Язык здесь не цель, стихотворение пишется не ради эффектной фразы — хотя афористические высказывания (Увидим — запомним. Забудем — заплачем), тонкие наблюдения (Время снаружи короче / Всегда, чем время внутри), парадоксы (Что делать? Мы вверены чуду, / А чудо — беспечная мать) есть в каждом стихотворении. Но речь льется так естественно, что не создает помехи для восприятия содержания текста, не отвлекая внимания на свою формальную сторону.
Такое происходит при адекватной передаче взгляда, направленного из Вечности во время. Обратное — когда автор всеми силами пытается преодолеть сопротивление взгляду при его попытке прорваться из времени в Вечность (что, на мой взгляд, наиболее наглядно проявляется в творчестве Веры Павловой). Во втором случае сопротивление материала и напряжение мысли ощущается почти в каждой строке, привлекая внимание к фактуре стихотворения и делая затраченное мастерство почти осязаемым. Пожалуй, лучше всего об этом сказано в статье И. Меламеда «Совершенство и самовыражение».
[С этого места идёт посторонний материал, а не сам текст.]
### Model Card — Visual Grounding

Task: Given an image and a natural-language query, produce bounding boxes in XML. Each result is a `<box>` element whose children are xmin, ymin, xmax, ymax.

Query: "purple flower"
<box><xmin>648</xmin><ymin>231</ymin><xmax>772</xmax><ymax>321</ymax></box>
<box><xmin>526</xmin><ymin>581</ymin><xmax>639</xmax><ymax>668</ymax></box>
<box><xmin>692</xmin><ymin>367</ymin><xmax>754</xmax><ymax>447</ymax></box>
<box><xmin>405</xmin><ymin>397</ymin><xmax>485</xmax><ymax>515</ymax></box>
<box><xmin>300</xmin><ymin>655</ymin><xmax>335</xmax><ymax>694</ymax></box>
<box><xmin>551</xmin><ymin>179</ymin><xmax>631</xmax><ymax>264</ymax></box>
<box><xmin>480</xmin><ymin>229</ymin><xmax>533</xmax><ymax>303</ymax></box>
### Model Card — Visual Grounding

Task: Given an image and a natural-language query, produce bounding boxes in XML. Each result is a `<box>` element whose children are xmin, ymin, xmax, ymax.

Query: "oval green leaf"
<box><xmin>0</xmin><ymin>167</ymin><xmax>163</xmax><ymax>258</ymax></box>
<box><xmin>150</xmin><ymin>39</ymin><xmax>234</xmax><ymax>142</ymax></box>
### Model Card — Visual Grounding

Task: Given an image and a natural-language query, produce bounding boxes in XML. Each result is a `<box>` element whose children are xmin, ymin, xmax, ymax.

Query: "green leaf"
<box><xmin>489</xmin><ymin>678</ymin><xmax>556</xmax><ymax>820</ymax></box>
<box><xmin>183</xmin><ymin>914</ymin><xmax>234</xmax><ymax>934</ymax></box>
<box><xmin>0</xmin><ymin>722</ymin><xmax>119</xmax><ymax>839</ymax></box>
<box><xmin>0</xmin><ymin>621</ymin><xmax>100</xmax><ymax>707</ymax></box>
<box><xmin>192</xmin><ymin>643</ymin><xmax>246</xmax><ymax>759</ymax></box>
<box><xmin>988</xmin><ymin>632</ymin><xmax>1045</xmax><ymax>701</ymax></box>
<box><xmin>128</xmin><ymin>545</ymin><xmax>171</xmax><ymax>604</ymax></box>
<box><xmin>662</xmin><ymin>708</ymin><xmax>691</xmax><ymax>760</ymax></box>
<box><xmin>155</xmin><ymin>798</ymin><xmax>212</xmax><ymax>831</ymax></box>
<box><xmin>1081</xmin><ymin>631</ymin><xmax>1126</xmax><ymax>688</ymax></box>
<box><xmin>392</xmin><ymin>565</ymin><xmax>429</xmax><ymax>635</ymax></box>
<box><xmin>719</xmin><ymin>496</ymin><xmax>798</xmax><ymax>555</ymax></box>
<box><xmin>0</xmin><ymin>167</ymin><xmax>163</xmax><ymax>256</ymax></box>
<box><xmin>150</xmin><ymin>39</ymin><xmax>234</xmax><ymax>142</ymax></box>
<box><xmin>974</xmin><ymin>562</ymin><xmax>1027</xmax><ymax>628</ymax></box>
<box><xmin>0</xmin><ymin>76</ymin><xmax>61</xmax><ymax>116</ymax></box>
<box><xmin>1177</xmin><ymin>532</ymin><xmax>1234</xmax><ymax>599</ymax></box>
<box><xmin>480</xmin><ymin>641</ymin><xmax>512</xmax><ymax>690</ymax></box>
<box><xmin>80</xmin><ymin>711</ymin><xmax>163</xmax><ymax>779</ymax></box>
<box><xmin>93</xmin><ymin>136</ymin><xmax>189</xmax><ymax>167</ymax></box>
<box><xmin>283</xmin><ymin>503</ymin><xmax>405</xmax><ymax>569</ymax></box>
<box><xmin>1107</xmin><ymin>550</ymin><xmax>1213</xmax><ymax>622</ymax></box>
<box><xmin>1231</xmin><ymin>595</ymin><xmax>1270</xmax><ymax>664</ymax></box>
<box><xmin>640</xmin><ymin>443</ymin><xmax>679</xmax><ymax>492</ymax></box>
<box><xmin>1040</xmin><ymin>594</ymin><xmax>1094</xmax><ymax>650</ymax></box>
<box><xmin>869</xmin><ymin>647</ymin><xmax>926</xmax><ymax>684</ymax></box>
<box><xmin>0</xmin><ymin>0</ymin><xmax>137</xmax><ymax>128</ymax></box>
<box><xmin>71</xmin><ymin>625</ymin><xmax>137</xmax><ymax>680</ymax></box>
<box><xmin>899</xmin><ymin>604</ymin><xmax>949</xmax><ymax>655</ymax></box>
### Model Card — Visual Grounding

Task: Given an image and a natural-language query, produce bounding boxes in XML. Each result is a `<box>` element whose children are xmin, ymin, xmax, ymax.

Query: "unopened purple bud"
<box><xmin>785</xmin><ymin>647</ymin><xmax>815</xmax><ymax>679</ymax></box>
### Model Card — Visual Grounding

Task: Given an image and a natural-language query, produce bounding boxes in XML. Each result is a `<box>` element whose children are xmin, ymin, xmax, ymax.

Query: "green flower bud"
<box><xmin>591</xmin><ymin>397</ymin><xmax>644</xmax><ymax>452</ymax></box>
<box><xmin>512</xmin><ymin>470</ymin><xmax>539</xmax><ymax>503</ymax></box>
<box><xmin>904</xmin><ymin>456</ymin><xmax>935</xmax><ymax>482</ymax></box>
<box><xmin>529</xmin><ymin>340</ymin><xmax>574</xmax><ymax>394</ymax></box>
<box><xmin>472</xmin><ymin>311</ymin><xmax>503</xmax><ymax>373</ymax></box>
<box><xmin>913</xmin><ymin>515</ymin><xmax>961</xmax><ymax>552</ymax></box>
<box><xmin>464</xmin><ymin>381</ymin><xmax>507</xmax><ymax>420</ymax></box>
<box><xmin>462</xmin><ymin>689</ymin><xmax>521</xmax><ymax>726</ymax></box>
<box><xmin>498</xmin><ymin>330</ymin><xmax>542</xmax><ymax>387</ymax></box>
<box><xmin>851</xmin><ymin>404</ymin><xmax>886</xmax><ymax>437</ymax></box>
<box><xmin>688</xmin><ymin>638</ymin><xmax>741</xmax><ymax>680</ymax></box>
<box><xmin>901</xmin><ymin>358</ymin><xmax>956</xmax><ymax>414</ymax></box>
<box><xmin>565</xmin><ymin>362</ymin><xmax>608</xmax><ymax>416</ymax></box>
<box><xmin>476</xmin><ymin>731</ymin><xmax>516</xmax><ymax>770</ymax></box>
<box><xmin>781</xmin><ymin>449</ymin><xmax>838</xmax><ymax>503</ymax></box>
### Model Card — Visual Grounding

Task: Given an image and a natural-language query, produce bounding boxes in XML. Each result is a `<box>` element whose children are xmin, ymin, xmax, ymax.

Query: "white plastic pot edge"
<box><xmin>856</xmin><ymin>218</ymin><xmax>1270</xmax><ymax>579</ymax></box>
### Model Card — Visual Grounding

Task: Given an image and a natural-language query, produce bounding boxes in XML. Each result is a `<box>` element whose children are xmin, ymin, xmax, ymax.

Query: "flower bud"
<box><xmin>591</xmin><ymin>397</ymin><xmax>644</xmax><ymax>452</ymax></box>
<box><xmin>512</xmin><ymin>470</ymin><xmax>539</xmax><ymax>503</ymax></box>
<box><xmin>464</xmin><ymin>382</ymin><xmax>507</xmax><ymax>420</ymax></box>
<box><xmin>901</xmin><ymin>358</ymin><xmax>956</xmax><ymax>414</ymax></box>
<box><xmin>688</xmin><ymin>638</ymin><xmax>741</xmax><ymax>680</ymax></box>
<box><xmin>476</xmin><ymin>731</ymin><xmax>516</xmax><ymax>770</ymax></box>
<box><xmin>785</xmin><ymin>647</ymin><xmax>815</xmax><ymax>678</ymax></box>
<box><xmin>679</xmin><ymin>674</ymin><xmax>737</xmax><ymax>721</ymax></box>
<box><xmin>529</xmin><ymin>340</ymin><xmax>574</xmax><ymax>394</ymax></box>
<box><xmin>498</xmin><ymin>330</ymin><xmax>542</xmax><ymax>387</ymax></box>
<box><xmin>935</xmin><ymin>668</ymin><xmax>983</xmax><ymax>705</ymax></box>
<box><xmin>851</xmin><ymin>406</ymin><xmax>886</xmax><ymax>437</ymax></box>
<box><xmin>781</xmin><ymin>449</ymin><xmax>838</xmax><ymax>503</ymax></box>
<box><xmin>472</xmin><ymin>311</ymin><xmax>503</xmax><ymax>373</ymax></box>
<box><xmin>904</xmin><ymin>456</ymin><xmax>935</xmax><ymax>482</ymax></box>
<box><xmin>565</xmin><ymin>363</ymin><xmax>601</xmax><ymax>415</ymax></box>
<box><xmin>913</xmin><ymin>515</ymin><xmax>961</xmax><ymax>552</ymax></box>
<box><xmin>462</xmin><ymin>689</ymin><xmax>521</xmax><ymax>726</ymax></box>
Во-первых, Анастасия Харитонова писала именно книги стихотворений (всего было написано 12 опубликованных и 4 неопубликованных), в каждой из которых преобладает, при наличии всех основных тем, получающих дальнейшее развитие, какая-то одна линия. Отличительная черта книги Miseria заключается в совпадении ее главной темы (страдание души, обращенной к Богу, в безбожном мире) и основополагающей особенности личности автора, что выделяет ее из ряда других книг Анастасии Харитоновой. Как будто судьбе было угодно, чтобы именно эта книга подвела черту под творчеством и жизнью автора.
А жизнь никогда не бывает прошедшей.
Поникшая ветка, шиповник отцветший —
Все божие чудо, все божий ответ
На тайну доверья, какого в нас нет.
_______________________________________________________________
* В случаях, не оговоренных специально, речь идет о стихотворениях из книги Miseria.